A côté de la surveillante, Françoise, la jolie infirmière, apaise de son
sourire l'anxiété du patient, fait rosir sa pâleur, enlève le pansement, me
souffle le fil à choisir, le nombre de points, lorsque l'interne est absent.
- Ce n'est pas pour vous dit-elle en découvrant le visage tuméfié d'une
belle fille qui s'est disputée avec son ami et dont la figure est balafrée par
un tesson de bouteille. Nettoyez et l'interne suturera lui-même avec des fils
très fins.
- Ce n'est pas pour vous dit-elle en retirant de mes mains le pouce
d'un vitrier. La dernière phalange ne plie pas, le tendon est touché : il
faudra l'opérer au bloc.
- Ce sera pour vous, soupire-t-elle devant une jeune femme blême,
qui se tient le bas-ventre à deux mains, un ventre d'où sortent des caillots.

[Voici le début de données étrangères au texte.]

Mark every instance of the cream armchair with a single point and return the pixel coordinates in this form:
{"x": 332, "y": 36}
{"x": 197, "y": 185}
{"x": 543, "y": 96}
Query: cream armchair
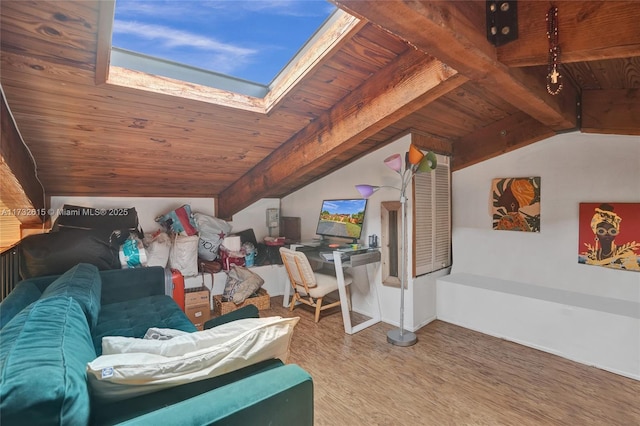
{"x": 309, "y": 286}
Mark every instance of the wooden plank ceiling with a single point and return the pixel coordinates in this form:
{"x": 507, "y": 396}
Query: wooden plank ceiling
{"x": 416, "y": 66}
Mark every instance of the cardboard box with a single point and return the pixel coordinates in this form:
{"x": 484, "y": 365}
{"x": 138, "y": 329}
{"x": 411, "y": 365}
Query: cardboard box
{"x": 196, "y": 296}
{"x": 197, "y": 306}
{"x": 261, "y": 301}
{"x": 198, "y": 315}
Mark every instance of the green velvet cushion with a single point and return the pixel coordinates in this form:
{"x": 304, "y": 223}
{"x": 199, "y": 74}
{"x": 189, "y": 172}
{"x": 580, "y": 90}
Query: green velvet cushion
{"x": 43, "y": 358}
{"x": 83, "y": 283}
{"x": 132, "y": 318}
{"x": 24, "y": 294}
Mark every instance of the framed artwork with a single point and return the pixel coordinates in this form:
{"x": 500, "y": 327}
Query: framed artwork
{"x": 516, "y": 204}
{"x": 609, "y": 235}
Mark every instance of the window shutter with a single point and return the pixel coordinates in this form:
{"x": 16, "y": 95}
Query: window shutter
{"x": 432, "y": 219}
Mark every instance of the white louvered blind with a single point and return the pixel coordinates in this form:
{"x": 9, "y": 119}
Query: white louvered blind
{"x": 432, "y": 218}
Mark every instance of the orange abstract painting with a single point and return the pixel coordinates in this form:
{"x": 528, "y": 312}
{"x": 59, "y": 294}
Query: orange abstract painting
{"x": 516, "y": 204}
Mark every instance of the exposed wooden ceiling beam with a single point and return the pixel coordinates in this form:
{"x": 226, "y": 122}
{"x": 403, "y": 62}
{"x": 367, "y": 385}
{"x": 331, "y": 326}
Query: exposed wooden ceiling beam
{"x": 405, "y": 86}
{"x": 454, "y": 32}
{"x": 611, "y": 111}
{"x": 587, "y": 30}
{"x": 21, "y": 192}
{"x": 105, "y": 32}
{"x": 498, "y": 138}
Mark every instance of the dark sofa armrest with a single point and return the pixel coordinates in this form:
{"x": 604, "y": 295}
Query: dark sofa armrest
{"x": 268, "y": 393}
{"x": 249, "y": 311}
{"x": 119, "y": 285}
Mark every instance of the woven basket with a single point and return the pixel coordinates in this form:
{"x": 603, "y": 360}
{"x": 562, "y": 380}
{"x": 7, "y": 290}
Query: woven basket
{"x": 261, "y": 301}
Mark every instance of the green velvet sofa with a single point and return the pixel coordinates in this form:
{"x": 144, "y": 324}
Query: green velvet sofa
{"x": 51, "y": 327}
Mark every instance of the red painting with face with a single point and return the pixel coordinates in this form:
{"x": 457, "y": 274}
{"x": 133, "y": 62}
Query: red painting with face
{"x": 609, "y": 235}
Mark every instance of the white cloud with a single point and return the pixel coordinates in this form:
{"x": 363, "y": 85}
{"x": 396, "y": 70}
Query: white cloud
{"x": 172, "y": 38}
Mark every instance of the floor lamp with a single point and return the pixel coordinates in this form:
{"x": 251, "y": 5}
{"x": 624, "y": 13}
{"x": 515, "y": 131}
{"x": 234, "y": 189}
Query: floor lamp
{"x": 415, "y": 162}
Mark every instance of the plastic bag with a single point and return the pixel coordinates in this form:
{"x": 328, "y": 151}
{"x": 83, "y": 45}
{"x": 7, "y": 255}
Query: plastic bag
{"x": 132, "y": 253}
{"x": 184, "y": 254}
{"x": 212, "y": 231}
{"x": 180, "y": 221}
{"x": 158, "y": 248}
{"x": 241, "y": 283}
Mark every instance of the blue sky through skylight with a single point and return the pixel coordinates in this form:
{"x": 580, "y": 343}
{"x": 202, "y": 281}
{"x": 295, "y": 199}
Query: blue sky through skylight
{"x": 252, "y": 40}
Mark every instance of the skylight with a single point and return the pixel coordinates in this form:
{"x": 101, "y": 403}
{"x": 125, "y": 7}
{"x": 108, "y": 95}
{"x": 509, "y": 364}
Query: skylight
{"x": 240, "y": 44}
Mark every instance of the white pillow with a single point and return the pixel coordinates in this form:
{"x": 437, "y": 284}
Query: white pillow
{"x": 129, "y": 367}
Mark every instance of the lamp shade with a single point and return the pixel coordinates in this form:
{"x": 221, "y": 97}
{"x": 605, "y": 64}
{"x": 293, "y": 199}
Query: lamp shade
{"x": 428, "y": 163}
{"x": 366, "y": 190}
{"x": 415, "y": 155}
{"x": 394, "y": 162}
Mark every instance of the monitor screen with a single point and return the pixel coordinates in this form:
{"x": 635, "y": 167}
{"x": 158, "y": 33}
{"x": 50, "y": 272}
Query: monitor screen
{"x": 342, "y": 218}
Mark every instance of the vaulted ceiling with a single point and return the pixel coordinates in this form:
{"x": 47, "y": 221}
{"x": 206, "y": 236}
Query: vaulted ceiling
{"x": 402, "y": 66}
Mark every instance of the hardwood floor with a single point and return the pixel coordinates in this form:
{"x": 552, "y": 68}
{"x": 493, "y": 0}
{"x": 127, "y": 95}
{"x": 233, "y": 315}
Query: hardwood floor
{"x": 452, "y": 376}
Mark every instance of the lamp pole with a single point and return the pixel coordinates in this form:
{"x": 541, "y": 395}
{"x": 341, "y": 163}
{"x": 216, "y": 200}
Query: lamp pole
{"x": 400, "y": 337}
{"x": 415, "y": 162}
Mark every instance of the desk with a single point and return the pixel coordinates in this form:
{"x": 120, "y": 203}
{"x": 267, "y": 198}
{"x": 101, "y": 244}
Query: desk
{"x": 371, "y": 256}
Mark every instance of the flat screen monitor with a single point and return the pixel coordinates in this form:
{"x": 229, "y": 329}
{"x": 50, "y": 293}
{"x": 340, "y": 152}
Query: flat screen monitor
{"x": 342, "y": 218}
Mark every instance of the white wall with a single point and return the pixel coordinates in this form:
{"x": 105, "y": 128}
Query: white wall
{"x": 529, "y": 287}
{"x": 573, "y": 168}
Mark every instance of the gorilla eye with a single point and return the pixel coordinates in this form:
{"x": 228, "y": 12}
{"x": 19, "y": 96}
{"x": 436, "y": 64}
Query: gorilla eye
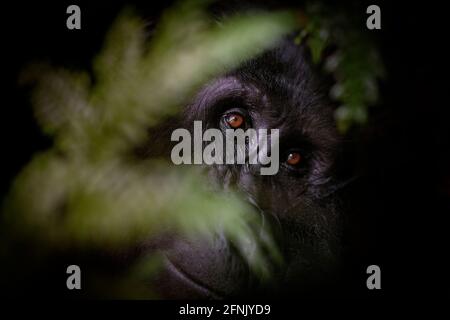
{"x": 234, "y": 120}
{"x": 293, "y": 158}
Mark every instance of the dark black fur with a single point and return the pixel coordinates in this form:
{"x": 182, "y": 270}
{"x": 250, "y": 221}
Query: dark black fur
{"x": 278, "y": 89}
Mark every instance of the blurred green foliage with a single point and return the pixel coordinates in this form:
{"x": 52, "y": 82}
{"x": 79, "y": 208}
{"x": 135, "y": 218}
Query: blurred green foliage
{"x": 86, "y": 191}
{"x": 355, "y": 63}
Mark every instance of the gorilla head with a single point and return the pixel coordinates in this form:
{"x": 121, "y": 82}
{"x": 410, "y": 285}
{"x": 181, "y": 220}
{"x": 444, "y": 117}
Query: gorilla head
{"x": 276, "y": 90}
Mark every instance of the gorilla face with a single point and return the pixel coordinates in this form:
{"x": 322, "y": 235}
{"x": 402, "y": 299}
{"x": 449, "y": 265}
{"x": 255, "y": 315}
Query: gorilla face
{"x": 277, "y": 90}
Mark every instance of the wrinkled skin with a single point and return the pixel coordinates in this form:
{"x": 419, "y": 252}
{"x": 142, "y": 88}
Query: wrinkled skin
{"x": 275, "y": 90}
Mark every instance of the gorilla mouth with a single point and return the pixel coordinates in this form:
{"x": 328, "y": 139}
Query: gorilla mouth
{"x": 185, "y": 284}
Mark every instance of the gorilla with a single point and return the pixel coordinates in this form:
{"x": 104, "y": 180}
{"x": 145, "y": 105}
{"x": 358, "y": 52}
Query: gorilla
{"x": 279, "y": 89}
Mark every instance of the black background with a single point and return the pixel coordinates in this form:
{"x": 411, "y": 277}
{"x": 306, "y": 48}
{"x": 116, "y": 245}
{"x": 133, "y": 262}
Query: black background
{"x": 399, "y": 208}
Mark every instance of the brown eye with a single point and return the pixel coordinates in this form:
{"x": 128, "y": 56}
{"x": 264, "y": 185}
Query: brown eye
{"x": 293, "y": 158}
{"x": 234, "y": 120}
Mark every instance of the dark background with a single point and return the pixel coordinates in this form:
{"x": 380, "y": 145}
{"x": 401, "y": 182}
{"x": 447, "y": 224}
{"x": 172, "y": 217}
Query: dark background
{"x": 399, "y": 205}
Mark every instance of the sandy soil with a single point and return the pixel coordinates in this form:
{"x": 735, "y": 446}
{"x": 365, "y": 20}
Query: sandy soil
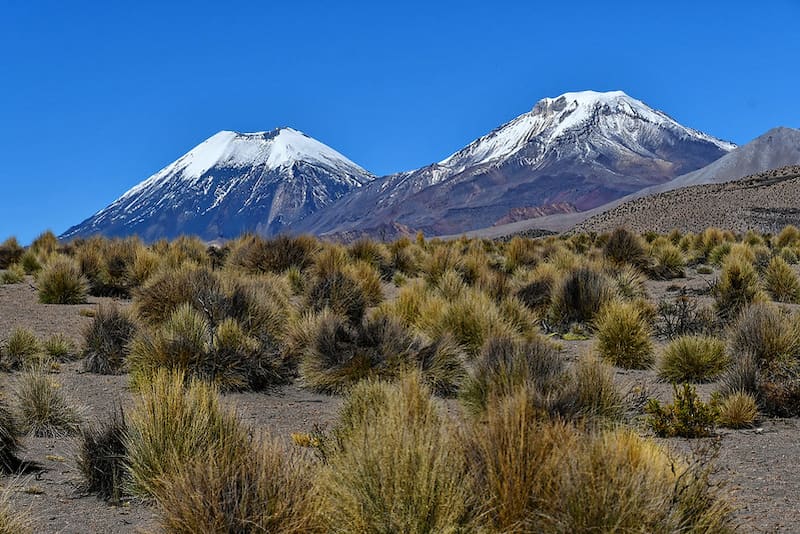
{"x": 758, "y": 463}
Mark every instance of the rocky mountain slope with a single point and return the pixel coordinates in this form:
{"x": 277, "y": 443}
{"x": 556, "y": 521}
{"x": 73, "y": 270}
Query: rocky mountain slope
{"x": 583, "y": 149}
{"x": 231, "y": 183}
{"x": 779, "y": 147}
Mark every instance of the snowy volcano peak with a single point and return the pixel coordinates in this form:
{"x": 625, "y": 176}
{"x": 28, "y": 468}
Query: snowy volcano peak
{"x": 574, "y": 116}
{"x": 232, "y": 183}
{"x": 282, "y": 147}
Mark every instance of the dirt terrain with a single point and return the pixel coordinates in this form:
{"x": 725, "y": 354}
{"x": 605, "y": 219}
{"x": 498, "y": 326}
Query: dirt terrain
{"x": 757, "y": 463}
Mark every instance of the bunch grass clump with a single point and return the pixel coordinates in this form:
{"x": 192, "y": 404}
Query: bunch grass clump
{"x": 175, "y": 421}
{"x": 102, "y": 456}
{"x": 10, "y": 445}
{"x": 738, "y": 286}
{"x": 59, "y": 348}
{"x": 581, "y": 295}
{"x": 61, "y": 282}
{"x": 623, "y": 336}
{"x": 781, "y": 282}
{"x": 396, "y": 465}
{"x": 737, "y": 410}
{"x": 21, "y": 347}
{"x": 264, "y": 488}
{"x": 107, "y": 340}
{"x": 43, "y": 409}
{"x": 14, "y": 274}
{"x": 535, "y": 475}
{"x": 693, "y": 359}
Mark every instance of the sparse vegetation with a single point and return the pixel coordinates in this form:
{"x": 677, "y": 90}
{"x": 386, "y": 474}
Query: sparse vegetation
{"x": 42, "y": 408}
{"x": 107, "y": 340}
{"x": 687, "y": 416}
{"x": 61, "y": 282}
{"x": 623, "y": 336}
{"x": 693, "y": 359}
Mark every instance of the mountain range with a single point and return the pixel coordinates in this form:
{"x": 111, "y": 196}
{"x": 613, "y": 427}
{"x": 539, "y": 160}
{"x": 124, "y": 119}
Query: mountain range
{"x": 569, "y": 154}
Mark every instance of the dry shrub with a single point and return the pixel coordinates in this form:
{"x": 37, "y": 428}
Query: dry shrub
{"x": 505, "y": 365}
{"x": 10, "y": 252}
{"x": 335, "y": 354}
{"x": 623, "y": 246}
{"x": 470, "y": 319}
{"x": 265, "y": 488}
{"x": 580, "y": 295}
{"x": 693, "y": 359}
{"x": 101, "y": 458}
{"x": 223, "y": 353}
{"x": 552, "y": 477}
{"x": 61, "y": 282}
{"x": 781, "y": 282}
{"x": 738, "y": 286}
{"x": 623, "y": 336}
{"x": 20, "y": 348}
{"x": 59, "y": 348}
{"x": 397, "y": 465}
{"x": 737, "y": 410}
{"x": 173, "y": 424}
{"x": 15, "y": 274}
{"x": 42, "y": 407}
{"x": 255, "y": 255}
{"x": 107, "y": 340}
{"x": 339, "y": 291}
{"x": 10, "y": 445}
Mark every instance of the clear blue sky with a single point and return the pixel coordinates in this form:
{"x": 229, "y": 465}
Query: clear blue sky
{"x": 97, "y": 96}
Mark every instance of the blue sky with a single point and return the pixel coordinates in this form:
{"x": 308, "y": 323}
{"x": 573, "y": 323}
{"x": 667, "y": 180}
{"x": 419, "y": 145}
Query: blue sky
{"x": 97, "y": 96}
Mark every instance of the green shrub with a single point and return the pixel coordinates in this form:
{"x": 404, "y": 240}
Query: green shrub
{"x": 781, "y": 282}
{"x": 101, "y": 458}
{"x": 506, "y": 365}
{"x": 172, "y": 425}
{"x": 693, "y": 359}
{"x": 581, "y": 295}
{"x": 14, "y": 275}
{"x": 107, "y": 341}
{"x": 43, "y": 409}
{"x": 397, "y": 465}
{"x": 687, "y": 416}
{"x": 737, "y": 410}
{"x": 61, "y": 282}
{"x": 20, "y": 348}
{"x": 267, "y": 489}
{"x": 623, "y": 336}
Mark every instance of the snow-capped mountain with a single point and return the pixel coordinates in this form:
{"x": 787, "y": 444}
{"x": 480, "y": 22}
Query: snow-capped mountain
{"x": 582, "y": 149}
{"x": 231, "y": 183}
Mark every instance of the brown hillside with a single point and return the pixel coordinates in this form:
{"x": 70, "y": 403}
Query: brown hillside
{"x": 765, "y": 202}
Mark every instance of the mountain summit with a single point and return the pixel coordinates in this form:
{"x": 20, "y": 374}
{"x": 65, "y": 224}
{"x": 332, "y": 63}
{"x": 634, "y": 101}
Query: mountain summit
{"x": 582, "y": 149}
{"x": 231, "y": 183}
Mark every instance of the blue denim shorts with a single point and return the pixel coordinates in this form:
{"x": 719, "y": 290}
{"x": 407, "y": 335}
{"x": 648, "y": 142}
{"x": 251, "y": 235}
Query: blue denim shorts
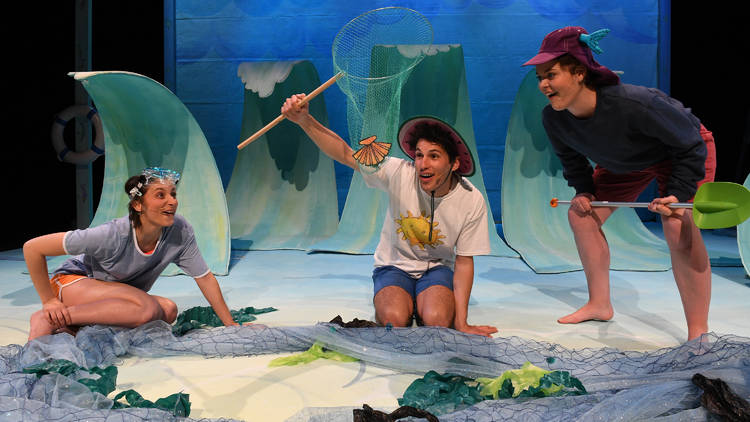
{"x": 389, "y": 275}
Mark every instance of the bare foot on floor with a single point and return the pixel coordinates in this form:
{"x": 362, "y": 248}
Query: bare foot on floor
{"x": 588, "y": 312}
{"x": 39, "y": 326}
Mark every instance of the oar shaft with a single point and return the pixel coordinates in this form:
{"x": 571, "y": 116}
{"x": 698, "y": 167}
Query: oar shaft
{"x": 281, "y": 117}
{"x": 631, "y": 204}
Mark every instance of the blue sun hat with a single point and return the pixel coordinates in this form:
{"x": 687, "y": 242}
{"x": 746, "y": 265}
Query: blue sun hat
{"x": 407, "y": 129}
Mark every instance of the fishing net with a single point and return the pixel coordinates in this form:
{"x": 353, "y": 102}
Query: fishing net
{"x": 372, "y": 79}
{"x": 620, "y": 384}
{"x": 375, "y": 54}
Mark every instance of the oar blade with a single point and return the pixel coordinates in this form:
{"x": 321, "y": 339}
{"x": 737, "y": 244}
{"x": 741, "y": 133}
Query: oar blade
{"x": 719, "y": 205}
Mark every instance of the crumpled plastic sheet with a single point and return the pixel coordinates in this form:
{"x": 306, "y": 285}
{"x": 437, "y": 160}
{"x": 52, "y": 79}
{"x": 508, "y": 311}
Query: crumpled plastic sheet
{"x": 621, "y": 384}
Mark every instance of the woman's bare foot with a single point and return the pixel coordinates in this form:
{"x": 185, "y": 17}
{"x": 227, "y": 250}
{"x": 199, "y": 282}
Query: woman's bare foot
{"x": 40, "y": 326}
{"x": 589, "y": 312}
{"x": 71, "y": 329}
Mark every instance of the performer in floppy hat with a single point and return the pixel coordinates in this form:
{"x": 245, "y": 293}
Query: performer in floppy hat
{"x": 116, "y": 263}
{"x": 436, "y": 222}
{"x": 634, "y": 134}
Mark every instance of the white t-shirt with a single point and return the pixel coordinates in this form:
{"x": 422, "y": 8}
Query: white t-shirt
{"x": 110, "y": 252}
{"x": 459, "y": 222}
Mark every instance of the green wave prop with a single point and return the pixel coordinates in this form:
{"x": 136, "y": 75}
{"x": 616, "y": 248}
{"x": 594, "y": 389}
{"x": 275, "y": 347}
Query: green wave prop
{"x": 282, "y": 193}
{"x": 532, "y": 175}
{"x": 743, "y": 237}
{"x": 144, "y": 125}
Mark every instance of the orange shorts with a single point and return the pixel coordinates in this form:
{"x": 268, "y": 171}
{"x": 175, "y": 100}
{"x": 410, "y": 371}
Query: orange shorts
{"x": 58, "y": 281}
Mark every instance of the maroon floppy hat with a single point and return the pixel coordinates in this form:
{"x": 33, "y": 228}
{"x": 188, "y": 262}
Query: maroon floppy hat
{"x": 405, "y": 132}
{"x": 569, "y": 40}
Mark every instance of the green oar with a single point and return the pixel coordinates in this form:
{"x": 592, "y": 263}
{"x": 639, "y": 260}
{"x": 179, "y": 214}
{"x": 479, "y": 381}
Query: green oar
{"x": 716, "y": 205}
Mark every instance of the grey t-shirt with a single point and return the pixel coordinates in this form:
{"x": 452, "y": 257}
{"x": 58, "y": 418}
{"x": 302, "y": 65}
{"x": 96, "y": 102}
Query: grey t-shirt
{"x": 109, "y": 252}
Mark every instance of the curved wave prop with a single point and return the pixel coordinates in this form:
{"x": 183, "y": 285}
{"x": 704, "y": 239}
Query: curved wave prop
{"x": 145, "y": 124}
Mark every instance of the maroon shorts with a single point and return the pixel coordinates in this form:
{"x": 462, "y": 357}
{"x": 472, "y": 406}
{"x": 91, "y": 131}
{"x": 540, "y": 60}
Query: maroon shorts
{"x": 627, "y": 186}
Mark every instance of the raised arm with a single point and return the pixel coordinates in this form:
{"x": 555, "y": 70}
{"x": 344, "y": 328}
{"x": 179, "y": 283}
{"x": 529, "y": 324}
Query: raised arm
{"x": 327, "y": 140}
{"x": 35, "y": 252}
{"x": 463, "y": 280}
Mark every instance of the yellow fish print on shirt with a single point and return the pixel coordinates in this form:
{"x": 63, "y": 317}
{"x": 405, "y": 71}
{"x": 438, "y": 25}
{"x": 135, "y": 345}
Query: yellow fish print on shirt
{"x": 416, "y": 230}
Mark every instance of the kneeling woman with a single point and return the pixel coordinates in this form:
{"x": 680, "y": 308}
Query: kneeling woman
{"x": 116, "y": 263}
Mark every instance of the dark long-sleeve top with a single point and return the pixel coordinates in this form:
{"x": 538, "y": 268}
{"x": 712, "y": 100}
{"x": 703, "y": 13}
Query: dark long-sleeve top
{"x": 633, "y": 128}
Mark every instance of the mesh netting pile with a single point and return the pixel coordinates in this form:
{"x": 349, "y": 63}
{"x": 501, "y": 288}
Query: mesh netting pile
{"x": 621, "y": 385}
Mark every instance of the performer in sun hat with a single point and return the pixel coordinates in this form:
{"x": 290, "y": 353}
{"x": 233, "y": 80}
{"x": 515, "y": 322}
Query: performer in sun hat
{"x": 634, "y": 134}
{"x": 435, "y": 224}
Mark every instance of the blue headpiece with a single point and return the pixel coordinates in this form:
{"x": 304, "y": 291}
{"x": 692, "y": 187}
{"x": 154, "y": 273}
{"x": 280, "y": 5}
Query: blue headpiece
{"x": 152, "y": 174}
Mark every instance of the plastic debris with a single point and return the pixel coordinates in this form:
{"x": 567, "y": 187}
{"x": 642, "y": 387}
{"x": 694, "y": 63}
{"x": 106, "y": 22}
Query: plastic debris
{"x": 204, "y": 316}
{"x": 315, "y": 352}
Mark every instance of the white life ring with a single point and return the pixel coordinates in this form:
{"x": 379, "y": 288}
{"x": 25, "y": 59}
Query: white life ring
{"x": 64, "y": 153}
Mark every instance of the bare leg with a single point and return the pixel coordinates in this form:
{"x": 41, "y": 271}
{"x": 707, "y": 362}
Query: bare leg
{"x": 692, "y": 270}
{"x": 393, "y": 305}
{"x": 436, "y": 306}
{"x": 594, "y": 252}
{"x": 92, "y": 301}
{"x": 169, "y": 308}
{"x": 39, "y": 325}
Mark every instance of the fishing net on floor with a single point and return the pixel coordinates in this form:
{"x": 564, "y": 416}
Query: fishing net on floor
{"x": 620, "y": 384}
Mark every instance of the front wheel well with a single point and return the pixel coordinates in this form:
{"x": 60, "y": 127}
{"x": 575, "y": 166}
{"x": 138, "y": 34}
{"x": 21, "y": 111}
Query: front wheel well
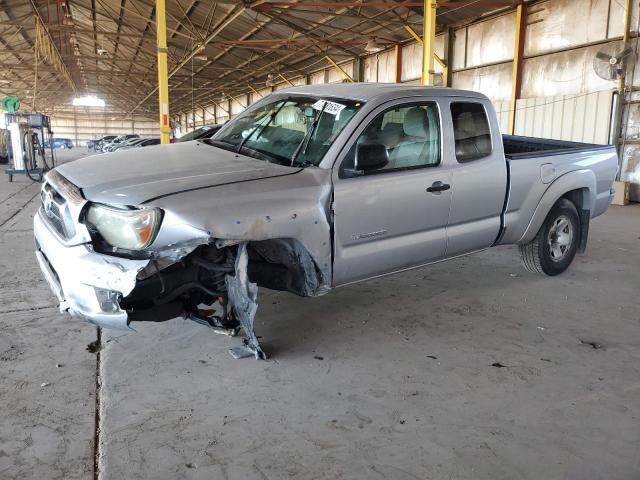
{"x": 284, "y": 264}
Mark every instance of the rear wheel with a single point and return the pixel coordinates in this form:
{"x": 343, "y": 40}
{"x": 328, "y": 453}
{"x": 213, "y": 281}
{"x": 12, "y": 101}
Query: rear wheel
{"x": 554, "y": 247}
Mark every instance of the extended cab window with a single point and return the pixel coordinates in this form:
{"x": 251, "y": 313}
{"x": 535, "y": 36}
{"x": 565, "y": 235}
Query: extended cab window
{"x": 410, "y": 134}
{"x": 471, "y": 131}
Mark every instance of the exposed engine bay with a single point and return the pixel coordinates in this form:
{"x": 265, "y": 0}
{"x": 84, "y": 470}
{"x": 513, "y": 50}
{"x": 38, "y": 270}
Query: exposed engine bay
{"x": 216, "y": 285}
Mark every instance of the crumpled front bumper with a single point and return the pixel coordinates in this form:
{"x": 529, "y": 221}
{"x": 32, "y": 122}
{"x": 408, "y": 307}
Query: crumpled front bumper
{"x": 87, "y": 284}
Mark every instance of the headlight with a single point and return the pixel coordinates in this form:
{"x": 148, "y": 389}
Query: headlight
{"x": 132, "y": 229}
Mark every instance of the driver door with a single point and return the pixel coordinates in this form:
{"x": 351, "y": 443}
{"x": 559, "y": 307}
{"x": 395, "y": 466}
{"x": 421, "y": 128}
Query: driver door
{"x": 392, "y": 217}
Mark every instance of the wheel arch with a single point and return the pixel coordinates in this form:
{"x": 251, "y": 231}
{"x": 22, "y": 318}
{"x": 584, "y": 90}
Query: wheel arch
{"x": 579, "y": 187}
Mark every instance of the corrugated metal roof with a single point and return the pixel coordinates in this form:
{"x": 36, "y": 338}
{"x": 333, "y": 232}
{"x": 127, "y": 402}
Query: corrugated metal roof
{"x": 108, "y": 46}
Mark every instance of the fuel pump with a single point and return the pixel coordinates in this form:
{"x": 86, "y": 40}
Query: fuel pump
{"x": 27, "y": 134}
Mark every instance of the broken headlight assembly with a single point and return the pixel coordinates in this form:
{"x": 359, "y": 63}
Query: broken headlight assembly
{"x": 127, "y": 229}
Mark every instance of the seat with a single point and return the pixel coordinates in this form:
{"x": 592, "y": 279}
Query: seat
{"x": 471, "y": 141}
{"x": 416, "y": 144}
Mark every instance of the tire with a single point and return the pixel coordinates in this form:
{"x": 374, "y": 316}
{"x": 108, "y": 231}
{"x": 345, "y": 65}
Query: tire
{"x": 556, "y": 243}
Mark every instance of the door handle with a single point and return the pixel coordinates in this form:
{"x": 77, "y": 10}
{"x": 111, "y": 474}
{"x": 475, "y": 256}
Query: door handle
{"x": 438, "y": 187}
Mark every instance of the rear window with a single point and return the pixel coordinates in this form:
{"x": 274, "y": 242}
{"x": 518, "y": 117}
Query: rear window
{"x": 471, "y": 131}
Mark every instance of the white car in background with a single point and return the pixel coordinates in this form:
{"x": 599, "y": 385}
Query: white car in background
{"x": 110, "y": 146}
{"x": 141, "y": 142}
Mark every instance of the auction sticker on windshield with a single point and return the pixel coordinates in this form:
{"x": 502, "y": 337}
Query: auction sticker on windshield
{"x": 329, "y": 107}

Avortement provoqué : je lui injecte d'abord un sérum antitétanique car elles
utilisent parfois des végétaux : branche d'arbre, tige de lierre... et elle ne
nous dira jamais ce qu'elle a fait. Puis un million de pénicilline. Voilà pour
l'infection. L'interne vous montrera comment faire le curetage : il n'aime pas
du tout s'en occuper.
Parinaud, qui vient de réduire une luxation d'épaule dans la pièce de
radiologie, surgit :
- Combien de blocs ?
- L'appendicite. Un tendon. Un visage de jeune femme. Un avortement
que vous donnerez sans doute à l'externe et peut-être une hernie étranglée
qu'on nous a annoncée de médecine : il faut aller la voir à Laennec.